Ethel, born in 1904, is believed to be the oldest living retired Salvation Army officer in the United States.

“I really don’t know what the secret [of my long life] is,” Ethel says. “I live close to my Heavenly Father. He and I walk together daily, especially since I have got to the age that I am today.”

Ethel was born into a Christian home and grew up in Schenectady, N.Y., where she attended a Salvation Army church.

“My parents were Christians and taught me to love Jesus and to do the things daily that I wouldn’t be ashamed of if I were to meet Him on the street,” she says. “That’s the way we were brought up: Be like Jesus, love Him, get close to Him, and listen to His voice telling you which way to go.”

In those days, only boys could play in Salvation Army bands. Ethel recalls her officer walking in one day with a surprise for all the girls.

“He said, ‘We’re going to have a brand–new girls’ band … and they’re going on the street corner like the other band.’ That was the greatest thing in my life, I think,” Ethel says.

“Oh, they went wild,” she recalls. “The place went mad. Everyone was so elated. I know I was.”

Ethel got to play the cornet in those open–air meetings, which are not as popular today.

“The Salvation Army has changed quite a bit over the years, I would say,” she says. “In our very early beginning, I think, we were wanting to be on the street corner, wanting to face people and talk about our religion and how wonderful it was to know our Lord and Savior.

“Whenever we were out on the street corner preaching the Gospel … the children would come around us and want to be there.”

Ethel became a Salvation Army officer/pastor herself in 1923. She was serving in Albany, N.Y., when she met James Coburn. They married and served together as officers in New York, New Jersey, and Pennsylvania before retiring in 1954. James was “promoted to Glory” in 1976.

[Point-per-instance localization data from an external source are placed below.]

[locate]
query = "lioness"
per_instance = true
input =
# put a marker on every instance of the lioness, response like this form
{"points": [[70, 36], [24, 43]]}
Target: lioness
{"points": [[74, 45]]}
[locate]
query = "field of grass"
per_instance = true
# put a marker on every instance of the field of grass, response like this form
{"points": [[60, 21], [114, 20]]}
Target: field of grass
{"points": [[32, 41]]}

Ethel has been alive since the time of the first Army General, Founder William Booth. She never met him, but she did hear Booth’s daughter, Evangeline Booth, preach many times.

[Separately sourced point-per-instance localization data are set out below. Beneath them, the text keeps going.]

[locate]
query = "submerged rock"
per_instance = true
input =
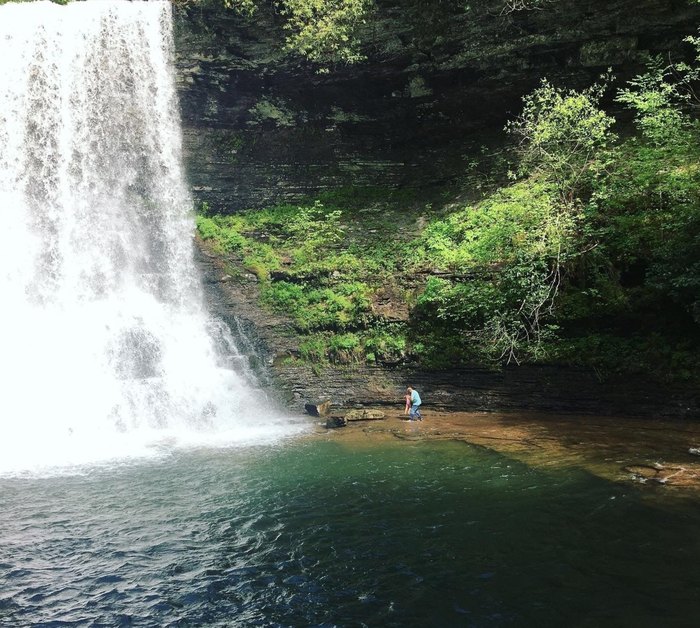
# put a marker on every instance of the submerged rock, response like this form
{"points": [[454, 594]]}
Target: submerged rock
{"points": [[336, 421], [364, 415], [318, 409]]}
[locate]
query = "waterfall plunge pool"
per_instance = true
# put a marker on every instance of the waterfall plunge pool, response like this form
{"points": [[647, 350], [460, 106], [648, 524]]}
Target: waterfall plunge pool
{"points": [[314, 533]]}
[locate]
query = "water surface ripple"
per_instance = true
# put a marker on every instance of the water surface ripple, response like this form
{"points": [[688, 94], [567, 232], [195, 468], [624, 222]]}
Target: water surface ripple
{"points": [[314, 534]]}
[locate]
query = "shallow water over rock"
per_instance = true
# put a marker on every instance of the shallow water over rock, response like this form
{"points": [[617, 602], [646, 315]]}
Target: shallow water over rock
{"points": [[342, 530]]}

“She was a great lady, and everybody loved her,” Ethel says. “Whenever it was announced that Evangeline Booth was going to be speaking or was going to be in the pulpit, there was a great ‘hurrah.’ ”

And how was she as a preacher?

“She was wonderful,” Ethel says. “Absolutely amazing! Just the ‘last word’ in women preachers.”

Major Jean Booth says that at the Waterford Glen Assisted Living facility, Ethel has much the same reputation.

“She is just a wonderful witness for the Lord, continually,” Booth says.